6. Extensibility, Modifications, and Limitations
VGDL’s section-based and text-centric architecture ensures extensibility; new games and levels can be authored or evolved simply by editing text blocks or ASCII maps. The engine accepts new sprite classes and interaction types via Java subclassing, though the ontology of valid types/effects is fixed in the parser.
In recent work, the “removeSprite” interaction was added to accommodate the LLMs' subject-verb-object logic, distinguishing it from the conventional “killSprite” (which targets the first argument). This modification aligns syntactic expectations with the semantics of VGDL execution without requiring changes to the underlying simulation engine (Hu et al., 2024).
Intrinsic limitations are present:
- Restricted to 2D grid-based or simple physics games;
- No support for continuous actions, advanced physics, 3D environments, or global puzzle-like state;
- Expressivity is bounded by the core block types and the pre-defined effect set.

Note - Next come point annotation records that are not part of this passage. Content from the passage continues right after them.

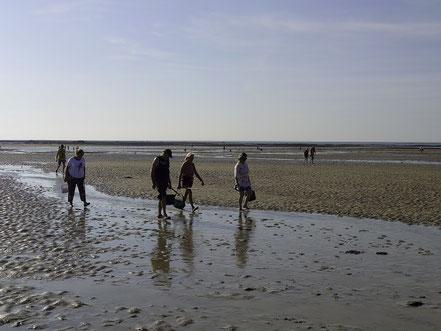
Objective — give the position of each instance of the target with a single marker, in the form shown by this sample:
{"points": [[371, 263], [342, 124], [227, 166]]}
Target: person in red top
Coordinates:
{"points": [[186, 176]]}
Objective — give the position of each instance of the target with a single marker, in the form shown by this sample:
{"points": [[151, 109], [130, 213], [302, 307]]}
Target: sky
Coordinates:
{"points": [[221, 70]]}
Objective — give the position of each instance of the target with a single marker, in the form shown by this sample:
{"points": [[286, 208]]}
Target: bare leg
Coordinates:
{"points": [[159, 208], [190, 198], [164, 205], [247, 195], [241, 194]]}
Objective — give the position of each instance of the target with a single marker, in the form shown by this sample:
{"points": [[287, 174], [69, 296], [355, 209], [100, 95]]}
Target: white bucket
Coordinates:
{"points": [[64, 188]]}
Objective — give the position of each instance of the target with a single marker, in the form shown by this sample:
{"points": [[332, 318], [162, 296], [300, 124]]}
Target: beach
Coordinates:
{"points": [[389, 184], [297, 260]]}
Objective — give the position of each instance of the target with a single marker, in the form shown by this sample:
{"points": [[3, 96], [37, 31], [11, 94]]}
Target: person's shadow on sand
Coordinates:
{"points": [[75, 227], [242, 237], [160, 256]]}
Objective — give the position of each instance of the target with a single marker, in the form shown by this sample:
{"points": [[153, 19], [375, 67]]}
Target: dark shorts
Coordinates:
{"points": [[187, 181], [162, 189]]}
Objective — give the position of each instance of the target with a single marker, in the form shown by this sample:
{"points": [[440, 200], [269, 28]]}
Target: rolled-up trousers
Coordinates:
{"points": [[72, 183]]}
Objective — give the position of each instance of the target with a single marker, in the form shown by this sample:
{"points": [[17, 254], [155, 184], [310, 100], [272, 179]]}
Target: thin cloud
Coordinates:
{"points": [[260, 30], [68, 7], [130, 50]]}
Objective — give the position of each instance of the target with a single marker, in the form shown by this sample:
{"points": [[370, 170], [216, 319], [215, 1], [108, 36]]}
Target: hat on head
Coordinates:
{"points": [[242, 156], [168, 152], [79, 152]]}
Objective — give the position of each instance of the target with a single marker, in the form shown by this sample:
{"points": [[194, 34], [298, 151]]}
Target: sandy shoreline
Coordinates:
{"points": [[390, 191], [116, 266]]}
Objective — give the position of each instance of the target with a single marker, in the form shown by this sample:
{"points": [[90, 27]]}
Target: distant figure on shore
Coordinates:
{"points": [[186, 177], [312, 154], [61, 158], [306, 155], [241, 175], [160, 174], [75, 175]]}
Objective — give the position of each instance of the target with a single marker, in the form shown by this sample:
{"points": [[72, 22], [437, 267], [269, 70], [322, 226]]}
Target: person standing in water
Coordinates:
{"points": [[186, 177], [61, 158], [241, 175], [75, 176], [160, 174]]}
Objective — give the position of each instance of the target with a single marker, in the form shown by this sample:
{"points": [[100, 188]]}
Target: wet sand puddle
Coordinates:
{"points": [[116, 266]]}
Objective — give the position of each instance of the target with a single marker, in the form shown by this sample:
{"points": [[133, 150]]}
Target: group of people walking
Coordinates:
{"points": [[75, 174], [309, 154]]}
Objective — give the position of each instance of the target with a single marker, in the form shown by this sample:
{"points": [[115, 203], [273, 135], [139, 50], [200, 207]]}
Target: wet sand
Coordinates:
{"points": [[115, 266], [389, 184]]}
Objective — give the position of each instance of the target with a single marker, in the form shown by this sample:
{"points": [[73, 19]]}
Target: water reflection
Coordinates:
{"points": [[242, 237], [75, 227], [186, 242], [160, 257]]}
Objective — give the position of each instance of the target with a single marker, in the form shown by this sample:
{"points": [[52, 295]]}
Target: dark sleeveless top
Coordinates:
{"points": [[162, 171]]}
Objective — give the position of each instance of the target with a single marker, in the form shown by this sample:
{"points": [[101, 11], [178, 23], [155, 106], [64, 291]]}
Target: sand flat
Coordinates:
{"points": [[115, 266]]}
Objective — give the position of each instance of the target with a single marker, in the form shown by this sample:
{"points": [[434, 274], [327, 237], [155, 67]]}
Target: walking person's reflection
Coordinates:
{"points": [[186, 242], [242, 237], [160, 256]]}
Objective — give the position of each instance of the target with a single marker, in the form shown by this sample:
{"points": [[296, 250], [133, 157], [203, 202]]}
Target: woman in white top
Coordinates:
{"points": [[75, 175], [241, 174]]}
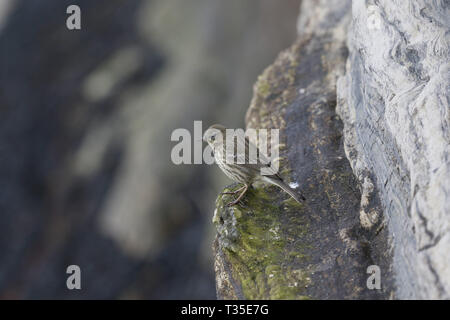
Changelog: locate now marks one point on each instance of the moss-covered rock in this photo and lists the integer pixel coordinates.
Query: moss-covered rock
(258, 236)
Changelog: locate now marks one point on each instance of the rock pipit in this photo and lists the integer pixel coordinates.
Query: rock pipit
(248, 171)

7. Research Impact and Benchmarks
VGDL, as formalized within the GVGAI competition framework, provides a unique multi-track testbed for AI research. Its declarative grammar underpins agent planning, learning, rule and level generation competitions, and offers a benchmark platform that contrasts with the Atari Learning Environment (ALE). VGDL games are extensible and interpretable; their playability can be formally tested by automated agents.
The research trajectory includes proposals for richer sprite parameterization, continuous actions, support for higher-dimensional worlds, multi-agent extensions, and integration with platforms such as OpenAI Gym, ALE, and Malmo. The GVGAI framework, leveraging VGDL, continues to be a key enabler for empirical evaluation of general video game–playing agents and procedural game content methods (Perez-Liebana et al., 2018).